Joseph Pistone, the FBI special agent who famously infiltrated the Bonanno crime family using the alias Donnie Brasco, learned of the operation while undercover and brought it to the attention of the bureau. He also provided key testimony during the trial.

1990-1992: Teflon Don is done

One of the most recognized gangsters in the history of organized crime in America, John Joseph Gotti Jr. rose through the ranks of the Gambino crime family and seized power after ordering the December 1985 murder of then-boss Paul Castellano outside a Manhattan steakhouse. Behind closed doors, Gotti was a ruthless, controlling figure, whose ability to elude conviction earned him his reputation as “the Teflon Don.” Publicly, he became a tabloid celebrity, famous for his swagger and expensive suits, which earned him another nickname, “the Dapper Don.”

After winning three acquittals during the 1980s, Gotti’s luck ran out in 1990. On December 11, detectives raided the Ravenite Social Club, his headquarters in New York City’s Little Italy neighborhood, arresting Gotti, his underboss Salvatore “Sammy the Bull” Gravano and Gambino consigliere Frank “Frankie Loc” LoCascio. The ensuing trial, which started in January 1992, created a media frenzy. Gravano made a deal with the government and testified in court against his boss, admitting to 19 murders, 10 of them sanctioned by Gotti. In addition, prosecutors presented secretly taped conversations that incriminated Gotti.

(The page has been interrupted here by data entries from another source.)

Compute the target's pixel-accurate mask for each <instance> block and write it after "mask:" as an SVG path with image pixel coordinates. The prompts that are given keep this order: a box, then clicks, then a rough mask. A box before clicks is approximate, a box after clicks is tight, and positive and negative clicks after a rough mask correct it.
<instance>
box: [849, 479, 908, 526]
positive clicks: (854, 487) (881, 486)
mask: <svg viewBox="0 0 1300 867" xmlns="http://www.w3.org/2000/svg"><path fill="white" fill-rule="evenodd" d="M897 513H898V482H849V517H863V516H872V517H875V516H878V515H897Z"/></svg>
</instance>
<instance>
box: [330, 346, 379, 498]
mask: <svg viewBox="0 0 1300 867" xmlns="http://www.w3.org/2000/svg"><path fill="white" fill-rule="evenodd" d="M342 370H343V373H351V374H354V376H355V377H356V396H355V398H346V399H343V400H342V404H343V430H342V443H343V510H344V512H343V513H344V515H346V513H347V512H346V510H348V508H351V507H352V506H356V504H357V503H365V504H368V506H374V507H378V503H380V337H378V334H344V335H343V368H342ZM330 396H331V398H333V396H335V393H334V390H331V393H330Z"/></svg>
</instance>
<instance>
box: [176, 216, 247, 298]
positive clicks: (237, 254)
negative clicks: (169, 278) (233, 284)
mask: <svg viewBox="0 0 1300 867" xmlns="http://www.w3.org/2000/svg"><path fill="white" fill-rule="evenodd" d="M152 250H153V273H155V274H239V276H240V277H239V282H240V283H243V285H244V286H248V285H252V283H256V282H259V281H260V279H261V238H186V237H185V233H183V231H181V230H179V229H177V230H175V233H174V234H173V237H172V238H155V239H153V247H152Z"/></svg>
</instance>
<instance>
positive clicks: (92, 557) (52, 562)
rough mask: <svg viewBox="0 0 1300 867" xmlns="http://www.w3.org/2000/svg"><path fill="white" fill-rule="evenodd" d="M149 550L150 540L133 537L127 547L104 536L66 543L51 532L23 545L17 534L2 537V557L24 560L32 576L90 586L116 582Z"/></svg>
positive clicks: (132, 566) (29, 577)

After deliberating for 13 hours, the jury, which had been kept anonymous and sequestered during the trial, came back with a verdict on April 2, 1992, finding Gotti guilty on all counts. In the wake of the conviction, the assistant director of the FBI’s New York office, James Fox, was quoted as saying, “The don is covered in Velcro, and every charge stuck.” The mob boss was sent to the U.S. Penitentiary in Marion, Illinois, where he was held in virtual solitary confinement. On June 10, 2002, Gotti died of throat cancer at age 61 at a Springfield, Missouri, medical center for federal prisoners.